Los glóbulos blancos (WBC, por sus siglas en inglés) son una parte del sistema inmunológico que ayuda a combatir las infecciones y defender el cuerpo contra otros materiales extraños. Los diferentes tipos de glóbulos blancos participan en el reconocimiento de intrusos, matan a las bacterias dañinas y crean anticuerpos para proteger su cuerpo contra la exposición futura a algunas bacterias y virus.

Los tipos 

Hay varios tipos diferentes de glóbulos blancos que incluyen:

  • Neutrófilos  : aproximadamente la mitad de los glóbulos blancos son neutrófilos. Los neutrófilos suelen ser las primeras células del sistema inmunitario que responden en respuesta a un invasor, como una bacteria o un virus. Como primeros respondedores, también envían señales que alertan a otras células del sistema inmunitario para que respondan a la escena. Puede estar familiarizado con la aparición de neutrófilos, ya que son las células primarias presentes en el pus. Una vez liberadas de la médula ósea, estas células viven solo unas ocho horas, pero su cuerpo produce alrededor de 100 mil millones de células al día.
  • Eosinófilos  : los eosinófilos también desempeñan un papel importante en la lucha contra las bacterias y son muy importantes para responder a las infecciones con parásitos (como los gusanos). Sin embargo, tal vez sean más conocidos por su papel en los síntomas de alergia, cuando esencialmente se exageran al montar una respuesta inmunitaria contra algo (como el polen) que, erróneamente, considera un invasor. Estas células representan solo alrededor del 1 por ciento de los glóbulos blancos en el torrente sanguíneo, pero están presentes en altas concentraciones en el tracto digestivo.
  • Basófilos  : los basófilos, que también representan solo alrededor del 1 por ciento de los glóbulos blancos, son importantes para desarrollar una respuesta inmune no específica a los patógenos. Estas células son quizás mejor conocidas por su papel en el asma. Cuando se estimulan estas células liberan histamina entre otras sustancias químicas. Los productos pueden dar lugar a la inflamación y broncoconstricción en las vías respiratorias.
  • Linfocitos  (linfocitos B y linfocitos T): los linfocitos también son muy importantes en el sistema inmunológico, ya que las células T son responsables de matar directamente a muchos invasores extranjeros. Los linfocitos B (células B) , en contraste con los otros tipos de glóbulos blancos, son responsables de la inmunidad humoral (en contraste con la inmunidad no específica de otros glóbulos blancos).

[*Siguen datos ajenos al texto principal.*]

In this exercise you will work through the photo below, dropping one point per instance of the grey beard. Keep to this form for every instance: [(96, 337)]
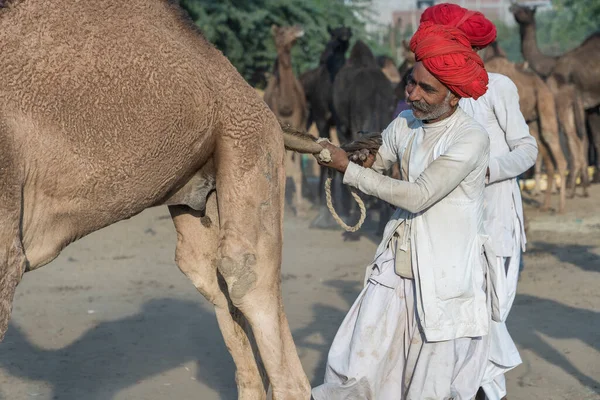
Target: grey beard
[(433, 112)]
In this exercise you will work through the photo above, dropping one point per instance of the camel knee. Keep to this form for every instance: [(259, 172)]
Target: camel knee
[(240, 275), (202, 274)]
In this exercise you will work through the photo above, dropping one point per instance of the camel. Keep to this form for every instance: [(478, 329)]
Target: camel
[(388, 67), (318, 87), (537, 106), (575, 80), (285, 97), (110, 108), (364, 102)]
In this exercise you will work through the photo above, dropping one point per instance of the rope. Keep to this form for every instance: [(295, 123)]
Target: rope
[(361, 205)]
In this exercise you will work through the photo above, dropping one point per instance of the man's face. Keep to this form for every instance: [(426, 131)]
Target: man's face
[(428, 98)]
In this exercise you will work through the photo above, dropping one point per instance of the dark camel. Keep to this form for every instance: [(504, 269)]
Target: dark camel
[(112, 107), (285, 97), (318, 87)]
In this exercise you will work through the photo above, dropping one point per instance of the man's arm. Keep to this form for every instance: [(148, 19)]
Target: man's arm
[(523, 147), (441, 177)]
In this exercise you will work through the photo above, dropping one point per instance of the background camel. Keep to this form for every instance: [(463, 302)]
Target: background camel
[(285, 97), (318, 87), (388, 67), (364, 102), (110, 108), (537, 105), (574, 78)]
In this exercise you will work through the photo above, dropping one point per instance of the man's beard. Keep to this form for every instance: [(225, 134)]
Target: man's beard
[(427, 112)]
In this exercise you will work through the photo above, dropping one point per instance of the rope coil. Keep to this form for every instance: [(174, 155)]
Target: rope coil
[(325, 156)]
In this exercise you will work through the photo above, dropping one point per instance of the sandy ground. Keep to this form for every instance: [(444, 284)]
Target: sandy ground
[(113, 318)]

Producen los anticuerpos que “recuerdan” una infección y prepárate en caso de que tu cuerpo esté expuesto. Los linfocitos B desempeñan el papel principal en la eficacia de la mayoría de las vacunas actuales, pero en algunos casos (es decir, vacunas contra la tuberculosis y la tos ferina), los linfocitos T también son muy importantes.
  • Monocitos  : los monocitos son los camiones de basura del sistema inmunológico. Alrededor del 5 por ciento de los glóbulos blancos en el torrente sanguíneo son monocitos, pero su función más importante es migrar a los tejidos y limpiar las células muertas (entre otras funciones).

Formación 

Los glóbulos blancos comienzan en la médula ósea en un proceso llamado hematopoyesis . Todas las células sanguíneas, incluidos los glóbulos blancos, los glóbulos rojos y las plaquetas, descienden de una célula madre hematopoyética común o célula madre “pluripotente”. Estas células madre evolucionan (se diferencian) en diferentes etapas. 

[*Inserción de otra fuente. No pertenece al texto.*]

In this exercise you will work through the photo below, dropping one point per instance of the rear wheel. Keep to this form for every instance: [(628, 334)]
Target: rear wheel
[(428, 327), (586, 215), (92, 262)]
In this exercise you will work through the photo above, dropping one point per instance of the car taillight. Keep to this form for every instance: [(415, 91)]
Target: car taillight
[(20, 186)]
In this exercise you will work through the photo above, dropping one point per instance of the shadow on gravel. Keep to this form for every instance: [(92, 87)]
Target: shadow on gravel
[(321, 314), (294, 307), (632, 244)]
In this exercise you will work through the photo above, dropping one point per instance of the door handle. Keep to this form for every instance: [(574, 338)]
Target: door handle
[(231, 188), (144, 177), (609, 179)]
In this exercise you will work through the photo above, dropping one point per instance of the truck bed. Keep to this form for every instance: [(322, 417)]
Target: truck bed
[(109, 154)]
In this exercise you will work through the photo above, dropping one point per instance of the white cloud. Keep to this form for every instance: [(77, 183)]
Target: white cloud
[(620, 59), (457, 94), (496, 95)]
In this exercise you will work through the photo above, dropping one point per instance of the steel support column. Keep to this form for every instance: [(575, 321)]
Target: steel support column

La célula HSC se separa primero en la  línea celular linfoide , a través de una célula madre o progenitora linfoide y en la línea celular mieloide, a través de la célula madre o progenitora mieloide. Las células madre o progenitoras linfoides dan lugar a linfocitos específicamente linfocitos B o “células B” y linfocitos T (células T ). Las células madre o progenitoras mieloides dan lugar a mieloblastos, que se diferencian aún más en macrófagos, monocitos, neutrófilos, basófilos y eosinófilos y en los precursores de glóbulos rojos y plaquetas.

Valores de laboratorio

Un recuento normal de glóbulos blancos suele ser entre 4.000 y 10.000 células / MCL.

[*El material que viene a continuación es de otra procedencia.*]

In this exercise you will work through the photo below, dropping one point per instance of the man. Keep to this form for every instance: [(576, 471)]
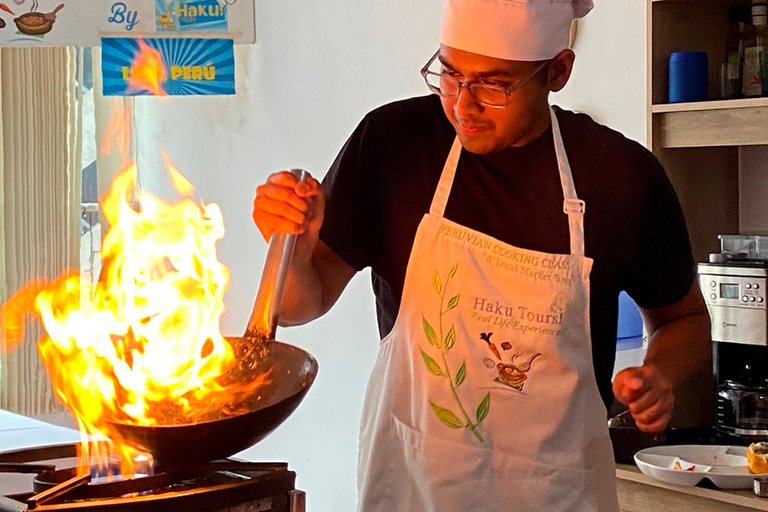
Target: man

Afecciones que implican conteos elevados de glóbulos blancos

Si bien puede pensar en infecciones, existen muchas causas para un recuento elevado de glóbulos blancos. Estos pueden aumentarse por sobreproducción, o más bien por el cuerpo liberando glóbulos blancos temprano de la médula ósea. En las infecciones graves, los glóbulos blancos de apariencia joven, llamados blastos, a menudo aparecen en la sangre debido al intento del cuerpo de obtener tantos glóbulos blancos en la escena lo más rápido posible. Algunas causas de un aumento en el recuento de glóbulos blancos incluyen. El estrés de cualquier forma también puede resultar en esta liberación de glóbulos blancos.

  • Las infecciones
  • Cánceres como leucemias, linfomas y mielomas en los que se fabrican un mayor número de glóbulos blancos.
  • Inflamación como enfermedad inflamatoria intestinal y trastornos autoinmunes
  • Traumatismos que van desde las fracturas hasta el estrés emocional.
  • Embarazo: en el embarazo, el número de glóbulos blancos está “normalmente” elevado
  • Asma y alergias: con las alergias, a menudo verá un aumento en el tipo de glóbulos blancos conocidos como eosinófilos
  • Ejercicio

Condiciones con recuentos bajos de glóbulos blancos

Las condiciones que pueden resultar en un recuento bajo de glóbulos blancos incluyen:

  • Infecciones severas
  • Daño o trastornos de la médula ósea que incluyen anemia aplásica, “adquisición” de la médula ósea por cánceres de la sangre o cáncer metastásico, o daños a la médula ósea relacionados con drogas o químicos
  • Enfermedades autoinmunes como el lupus
  • “Secuestro” esplénico donde los glóbulos blancos se acumulan en el bazo.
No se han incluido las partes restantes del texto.